Ketika Sunrise Lebih Indah dari Sunset
Bertahun-tahun lalu, mungkin sekitar tiga tahun lalu, di
tempat yang entah dimana, gadis itu melihat matahari terbit yang paling indah
sepanjang masa. Bukan karena warnanya, bukan karena tempatnya, bukan karena orang-orang
yang sedang bersamanya. Keindahan itu ada karena ada sebuah hati yang terluka,
menjadi sembuh kembali tatkala sinarnya muncul. Keindahan itu ada karena ada
sebuah hati yang hampir binasa, hidup kembali dengan semangatnya. Pagi itu,
pagi-pagi sekali, sunrise mulai lebih indah dari sunset.
‘Pengkhianatan’ bukan kata yang tepat untuk apa yang terjadi
pada hati yang terluka itu, begitu juga ‘ketidakpedulian’. Khianat tidak pernah
ada sebab tidak pernah ada yang berjanji. Tidak peduli tidak pernah ada sebab
tidak pernah ada yang peduli. Namun, terabaikan, pernah ada karena pernah ada
yang abai padanya, pada hati yang hampir binasa oleh kesedihan.
Kesedihan, tidak pernah ada dalam referensi persahabatan,
kecuali jika persahabatan itu memang tidak didasari kepedulian.
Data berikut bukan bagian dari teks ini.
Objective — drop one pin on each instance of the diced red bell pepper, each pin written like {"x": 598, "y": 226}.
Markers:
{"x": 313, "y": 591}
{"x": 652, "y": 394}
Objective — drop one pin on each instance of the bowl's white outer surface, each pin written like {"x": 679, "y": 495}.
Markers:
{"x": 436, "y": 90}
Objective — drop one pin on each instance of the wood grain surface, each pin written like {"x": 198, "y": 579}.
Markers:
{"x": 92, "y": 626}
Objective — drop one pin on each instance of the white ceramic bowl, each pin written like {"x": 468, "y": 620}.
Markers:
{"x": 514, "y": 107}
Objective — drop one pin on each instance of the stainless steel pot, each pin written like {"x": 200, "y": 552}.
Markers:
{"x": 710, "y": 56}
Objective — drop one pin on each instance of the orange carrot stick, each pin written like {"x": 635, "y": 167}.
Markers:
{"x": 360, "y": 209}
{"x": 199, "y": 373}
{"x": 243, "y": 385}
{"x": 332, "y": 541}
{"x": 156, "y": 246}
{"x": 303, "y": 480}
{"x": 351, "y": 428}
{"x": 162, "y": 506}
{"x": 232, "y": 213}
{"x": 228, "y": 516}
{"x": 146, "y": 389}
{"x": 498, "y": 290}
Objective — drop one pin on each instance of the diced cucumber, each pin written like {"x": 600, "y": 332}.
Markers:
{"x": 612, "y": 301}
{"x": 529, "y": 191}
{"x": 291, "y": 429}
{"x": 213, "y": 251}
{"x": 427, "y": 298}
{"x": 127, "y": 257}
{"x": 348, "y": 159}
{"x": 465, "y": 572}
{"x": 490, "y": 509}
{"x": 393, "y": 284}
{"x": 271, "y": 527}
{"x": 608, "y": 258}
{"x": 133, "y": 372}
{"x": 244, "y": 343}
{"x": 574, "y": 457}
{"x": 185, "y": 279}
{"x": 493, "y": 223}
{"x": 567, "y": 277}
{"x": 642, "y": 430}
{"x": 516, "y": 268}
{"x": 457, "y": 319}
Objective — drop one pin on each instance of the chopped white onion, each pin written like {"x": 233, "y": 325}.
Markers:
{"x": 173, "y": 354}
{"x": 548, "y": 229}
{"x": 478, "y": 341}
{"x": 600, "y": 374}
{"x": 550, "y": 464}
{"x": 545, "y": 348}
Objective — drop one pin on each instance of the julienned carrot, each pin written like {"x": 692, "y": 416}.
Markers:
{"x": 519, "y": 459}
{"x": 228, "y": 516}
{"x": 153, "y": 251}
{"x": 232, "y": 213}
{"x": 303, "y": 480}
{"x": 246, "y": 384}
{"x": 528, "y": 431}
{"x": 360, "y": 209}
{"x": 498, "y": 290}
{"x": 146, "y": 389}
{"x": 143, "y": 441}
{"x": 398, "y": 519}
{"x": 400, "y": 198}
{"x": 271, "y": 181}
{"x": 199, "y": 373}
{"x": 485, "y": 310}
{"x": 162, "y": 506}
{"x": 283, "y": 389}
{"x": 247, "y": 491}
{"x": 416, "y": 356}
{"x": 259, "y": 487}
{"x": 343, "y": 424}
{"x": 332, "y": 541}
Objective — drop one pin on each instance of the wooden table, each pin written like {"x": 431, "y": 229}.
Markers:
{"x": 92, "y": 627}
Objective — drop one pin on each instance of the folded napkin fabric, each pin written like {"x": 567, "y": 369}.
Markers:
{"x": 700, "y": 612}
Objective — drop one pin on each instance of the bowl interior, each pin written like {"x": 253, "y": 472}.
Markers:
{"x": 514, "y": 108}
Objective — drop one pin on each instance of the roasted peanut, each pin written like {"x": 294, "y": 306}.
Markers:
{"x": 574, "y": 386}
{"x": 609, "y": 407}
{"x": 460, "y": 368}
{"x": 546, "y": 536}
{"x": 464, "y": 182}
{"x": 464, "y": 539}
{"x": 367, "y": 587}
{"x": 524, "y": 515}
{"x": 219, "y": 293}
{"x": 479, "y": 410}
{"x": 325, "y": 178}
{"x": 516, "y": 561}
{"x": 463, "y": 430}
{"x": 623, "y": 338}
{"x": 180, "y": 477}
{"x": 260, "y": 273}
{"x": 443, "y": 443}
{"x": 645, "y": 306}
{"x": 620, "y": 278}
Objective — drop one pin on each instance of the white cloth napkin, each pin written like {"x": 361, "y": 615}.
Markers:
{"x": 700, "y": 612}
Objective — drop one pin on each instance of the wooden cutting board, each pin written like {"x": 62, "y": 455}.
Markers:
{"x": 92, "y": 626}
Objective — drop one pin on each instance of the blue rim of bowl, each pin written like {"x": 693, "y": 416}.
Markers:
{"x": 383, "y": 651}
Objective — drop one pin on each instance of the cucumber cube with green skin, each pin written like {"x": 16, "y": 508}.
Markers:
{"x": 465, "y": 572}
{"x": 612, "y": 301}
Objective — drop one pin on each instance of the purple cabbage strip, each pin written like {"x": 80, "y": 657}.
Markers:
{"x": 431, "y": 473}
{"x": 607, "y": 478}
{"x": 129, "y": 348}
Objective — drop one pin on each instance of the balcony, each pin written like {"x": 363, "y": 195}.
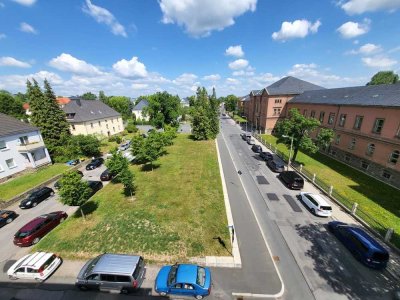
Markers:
{"x": 30, "y": 147}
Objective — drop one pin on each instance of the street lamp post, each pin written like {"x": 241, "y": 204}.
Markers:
{"x": 291, "y": 146}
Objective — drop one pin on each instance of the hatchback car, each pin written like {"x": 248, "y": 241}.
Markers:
{"x": 318, "y": 205}
{"x": 185, "y": 280}
{"x": 95, "y": 163}
{"x": 7, "y": 216}
{"x": 33, "y": 231}
{"x": 38, "y": 266}
{"x": 364, "y": 248}
{"x": 36, "y": 197}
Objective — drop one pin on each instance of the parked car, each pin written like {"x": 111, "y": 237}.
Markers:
{"x": 318, "y": 205}
{"x": 256, "y": 148}
{"x": 38, "y": 266}
{"x": 364, "y": 248}
{"x": 36, "y": 197}
{"x": 292, "y": 180}
{"x": 184, "y": 279}
{"x": 7, "y": 216}
{"x": 95, "y": 186}
{"x": 275, "y": 166}
{"x": 119, "y": 272}
{"x": 106, "y": 175}
{"x": 266, "y": 155}
{"x": 95, "y": 163}
{"x": 33, "y": 231}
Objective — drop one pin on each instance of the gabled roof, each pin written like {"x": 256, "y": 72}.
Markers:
{"x": 371, "y": 95}
{"x": 88, "y": 110}
{"x": 10, "y": 126}
{"x": 291, "y": 86}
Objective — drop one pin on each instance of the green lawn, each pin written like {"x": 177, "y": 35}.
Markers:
{"x": 27, "y": 181}
{"x": 374, "y": 197}
{"x": 178, "y": 209}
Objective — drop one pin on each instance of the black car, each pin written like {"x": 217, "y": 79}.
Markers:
{"x": 266, "y": 155}
{"x": 106, "y": 175}
{"x": 7, "y": 216}
{"x": 36, "y": 197}
{"x": 95, "y": 163}
{"x": 95, "y": 186}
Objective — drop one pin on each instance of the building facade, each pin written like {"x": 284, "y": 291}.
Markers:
{"x": 366, "y": 123}
{"x": 21, "y": 147}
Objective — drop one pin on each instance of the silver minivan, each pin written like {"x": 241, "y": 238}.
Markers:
{"x": 112, "y": 272}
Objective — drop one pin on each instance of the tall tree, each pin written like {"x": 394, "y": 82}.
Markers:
{"x": 384, "y": 77}
{"x": 299, "y": 127}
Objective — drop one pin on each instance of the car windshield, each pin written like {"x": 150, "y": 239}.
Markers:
{"x": 201, "y": 276}
{"x": 172, "y": 275}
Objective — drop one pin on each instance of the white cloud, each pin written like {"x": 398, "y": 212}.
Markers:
{"x": 66, "y": 62}
{"x": 130, "y": 68}
{"x": 361, "y": 6}
{"x": 200, "y": 18}
{"x": 25, "y": 27}
{"x": 7, "y": 61}
{"x": 104, "y": 16}
{"x": 212, "y": 77}
{"x": 235, "y": 51}
{"x": 238, "y": 64}
{"x": 380, "y": 62}
{"x": 25, "y": 2}
{"x": 297, "y": 29}
{"x": 351, "y": 30}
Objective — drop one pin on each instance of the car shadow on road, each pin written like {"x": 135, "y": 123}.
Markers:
{"x": 339, "y": 269}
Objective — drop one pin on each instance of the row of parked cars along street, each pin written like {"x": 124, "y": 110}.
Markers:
{"x": 363, "y": 246}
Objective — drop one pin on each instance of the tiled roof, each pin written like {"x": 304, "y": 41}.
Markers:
{"x": 372, "y": 95}
{"x": 291, "y": 86}
{"x": 88, "y": 110}
{"x": 10, "y": 126}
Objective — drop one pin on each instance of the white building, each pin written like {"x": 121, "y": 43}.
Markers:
{"x": 21, "y": 147}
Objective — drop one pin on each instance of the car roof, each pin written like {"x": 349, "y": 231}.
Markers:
{"x": 116, "y": 264}
{"x": 36, "y": 260}
{"x": 186, "y": 273}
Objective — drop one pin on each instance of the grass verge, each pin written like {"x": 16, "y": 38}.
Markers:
{"x": 27, "y": 181}
{"x": 177, "y": 211}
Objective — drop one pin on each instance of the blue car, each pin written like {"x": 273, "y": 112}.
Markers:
{"x": 185, "y": 280}
{"x": 364, "y": 248}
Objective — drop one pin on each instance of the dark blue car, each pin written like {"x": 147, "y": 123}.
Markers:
{"x": 364, "y": 248}
{"x": 184, "y": 279}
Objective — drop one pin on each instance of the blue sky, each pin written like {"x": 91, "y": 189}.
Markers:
{"x": 140, "y": 47}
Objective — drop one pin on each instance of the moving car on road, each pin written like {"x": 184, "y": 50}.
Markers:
{"x": 184, "y": 280}
{"x": 33, "y": 231}
{"x": 364, "y": 248}
{"x": 36, "y": 197}
{"x": 38, "y": 266}
{"x": 318, "y": 205}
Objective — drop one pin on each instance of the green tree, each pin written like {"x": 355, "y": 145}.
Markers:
{"x": 384, "y": 77}
{"x": 299, "y": 127}
{"x": 74, "y": 191}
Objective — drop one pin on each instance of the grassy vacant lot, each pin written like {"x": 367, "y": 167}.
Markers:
{"x": 178, "y": 209}
{"x": 374, "y": 197}
{"x": 27, "y": 181}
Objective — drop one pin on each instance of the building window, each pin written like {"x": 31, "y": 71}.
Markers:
{"x": 358, "y": 122}
{"x": 378, "y": 125}
{"x": 321, "y": 116}
{"x": 352, "y": 144}
{"x": 10, "y": 163}
{"x": 331, "y": 118}
{"x": 342, "y": 120}
{"x": 370, "y": 149}
{"x": 394, "y": 157}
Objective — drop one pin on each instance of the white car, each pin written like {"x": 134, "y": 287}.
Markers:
{"x": 38, "y": 266}
{"x": 318, "y": 205}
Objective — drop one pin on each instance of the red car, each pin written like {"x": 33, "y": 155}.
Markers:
{"x": 33, "y": 231}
Gadis itu
selalu menutup mata akan kepahitan dari setiap ikatan, sampai ia terkena sendiri
racun paling mematikan: diabaikan, di perjalanan yang harusnya penuh semangat
bahagia. Ia duduk di kursi nomor 47 di sebuah bus pariwisata, sore hari, saat
matahari hendak menenggelamkan dirinya dalam kegelapan, ia menonton hujan saja
menuruni jendela, mendengar tawa-tawa renyah bahagia. Adakah yang lebih tega?
Tapi Tuhan tidak tega. Ia hadirkan pelita alam raya, entah
di kota apa, pelan-pelan mengganti subuh penuh gemintang tadi menjadi pagi yang
indah tiada dua. Tuhan tidak tega. Ia hadirkan mata alam raya lalu
menghembuskan anestesi melalui cahaya yang tidak terlihat mata.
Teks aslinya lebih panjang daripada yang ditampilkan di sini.